In case you haven’t noticed Taiwan isn’t the most popular place to think of when immigrating somewhere .
After you arrive you may still have to find a good finance job, but why would a global finance professional want to move to Taiwan. Have you seen the banks and the pay?
Their official goal is to have 10x number of new white collar residents than they are actually getting, so they are probably going very easy on the vetting process right now…
Anyway its good if they can attract peolpe but them sticking around and also the govenrnent welcoming them to become new citizens is a completely different story.
The answer is: collapsing demographics; no appetite for mass immigration from China (which itself has collapsing demographics); and competition with the other countries in the region with collapsing demographics (Korea, Japan, Singapore, with the latter as the outlier taking a huge number of immigrants).
Moving here is easy. staying here without you going crazy and ended up complaining about everything here is hard.
Taiwan needs international recognition and it has dwindling population.
It needs people to come here
It’s not easy for people from most countries to satisfy the ~5300 USD monthly income requirement. So they’re making it easy only for people from the high income and high cost of living cities. To make that much in India would require you to be some sort of manager or senior engineer at an international company. Definitely not mediocre.
There haven’t been THAT many gold cards issued in total over the last four years. IIRC, even with the COVID boost it has been under 8k this whole time. So this “low bar” is actually not causing any mass immigration.
My guess is most gold card holders have left Taiwan for good or don’t spend more than 90 days per calendar year here.
The intentions of Gold Card were good, but the long term problems of living in Taiwan (pathetic salaries, low # of vacation days, housing unaffordability to name a few) is defeating it’s original goal to get a lot of talented folks to stay here. This is super evident from the numbers.
Taiwanese people just say that Americans don’t buy their bullshit. But I heard tech companies all have no work life balance. Companies like Google might have buffets and stuff to get you to stay in the office longer but the work hour in tech companies is legendary. They also age discriminate like crazy too.
Apparently the American workers haven’t been told howTaiwan tech culture works. They’ll be worked like dogs until they’re sucked dry at about 35 or 40 and then discarded like trash with some nice stock options to see them thru the rest of their life.

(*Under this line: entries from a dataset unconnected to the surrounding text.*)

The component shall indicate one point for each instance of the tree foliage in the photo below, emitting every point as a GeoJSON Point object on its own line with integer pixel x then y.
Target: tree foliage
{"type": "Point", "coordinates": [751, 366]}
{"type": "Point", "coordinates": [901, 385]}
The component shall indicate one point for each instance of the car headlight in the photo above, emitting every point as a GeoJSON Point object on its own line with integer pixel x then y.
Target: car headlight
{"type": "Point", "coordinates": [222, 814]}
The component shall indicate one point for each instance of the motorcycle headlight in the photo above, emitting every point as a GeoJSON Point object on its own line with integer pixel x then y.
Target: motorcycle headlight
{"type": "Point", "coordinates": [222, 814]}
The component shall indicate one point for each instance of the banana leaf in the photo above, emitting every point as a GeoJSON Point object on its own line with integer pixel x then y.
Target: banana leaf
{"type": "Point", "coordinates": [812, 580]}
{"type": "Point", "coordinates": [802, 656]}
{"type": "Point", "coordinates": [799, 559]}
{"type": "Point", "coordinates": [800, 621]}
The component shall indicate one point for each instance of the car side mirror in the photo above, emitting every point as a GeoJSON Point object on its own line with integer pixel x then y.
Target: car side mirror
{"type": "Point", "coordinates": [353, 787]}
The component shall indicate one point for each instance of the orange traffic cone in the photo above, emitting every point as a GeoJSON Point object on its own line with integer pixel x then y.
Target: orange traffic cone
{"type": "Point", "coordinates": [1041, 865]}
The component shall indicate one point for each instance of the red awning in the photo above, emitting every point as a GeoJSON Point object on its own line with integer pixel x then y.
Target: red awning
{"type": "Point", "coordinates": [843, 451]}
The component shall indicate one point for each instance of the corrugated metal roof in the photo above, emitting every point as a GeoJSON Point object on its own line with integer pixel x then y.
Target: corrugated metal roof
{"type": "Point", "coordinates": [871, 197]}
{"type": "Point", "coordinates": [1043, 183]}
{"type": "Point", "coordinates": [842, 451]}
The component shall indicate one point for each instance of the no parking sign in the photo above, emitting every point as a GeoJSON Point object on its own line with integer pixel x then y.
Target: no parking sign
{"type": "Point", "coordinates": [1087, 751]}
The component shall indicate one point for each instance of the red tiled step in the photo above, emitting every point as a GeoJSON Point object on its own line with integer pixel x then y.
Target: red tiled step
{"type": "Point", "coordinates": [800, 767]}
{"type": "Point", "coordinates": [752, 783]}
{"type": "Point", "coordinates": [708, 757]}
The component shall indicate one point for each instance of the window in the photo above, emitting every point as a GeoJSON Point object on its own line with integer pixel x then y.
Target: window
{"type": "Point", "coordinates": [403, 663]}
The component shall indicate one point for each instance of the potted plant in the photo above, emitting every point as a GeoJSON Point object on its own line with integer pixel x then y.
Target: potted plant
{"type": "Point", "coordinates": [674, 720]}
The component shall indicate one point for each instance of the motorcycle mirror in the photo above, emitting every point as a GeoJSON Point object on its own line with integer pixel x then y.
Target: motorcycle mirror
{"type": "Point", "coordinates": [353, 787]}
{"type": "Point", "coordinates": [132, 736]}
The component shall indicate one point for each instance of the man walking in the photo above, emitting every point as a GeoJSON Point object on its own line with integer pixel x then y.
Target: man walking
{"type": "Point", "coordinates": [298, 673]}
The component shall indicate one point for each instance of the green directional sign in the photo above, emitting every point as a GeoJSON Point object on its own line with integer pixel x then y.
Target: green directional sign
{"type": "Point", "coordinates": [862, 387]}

I feel like I can work many more years with a healthy work life balance than working 15 hours a day. Taiwanese culture thinks when you’re young your priority should be work, nothing else. But I don’t buy that. 20 month bonus sounds great until you realize that only hospitals will see that money because you won’t be a functioning human being after that.
Asia seems to be the wrong continent for work life balance.
Another challenge is compensation. TSMC pays up to $160,000 annually “for Ph.D.s with some good experience,” says an Arizona-based CEO of a semiconductor recruitment firm hiring for TSMC. That same Ph.D. can earn some $30,000 more at Intel, according to Payscale, a website that tracks company salaries.
TSMC’s American rivals, meanwhile, are defending against its recruiting onslaught. The recruitment firm CEO says candidates have gotten “counter-offers like we’ve never seen. Intel is… giving [people] $10,000 to $20,000 to stick around. We’ve lost people that way.”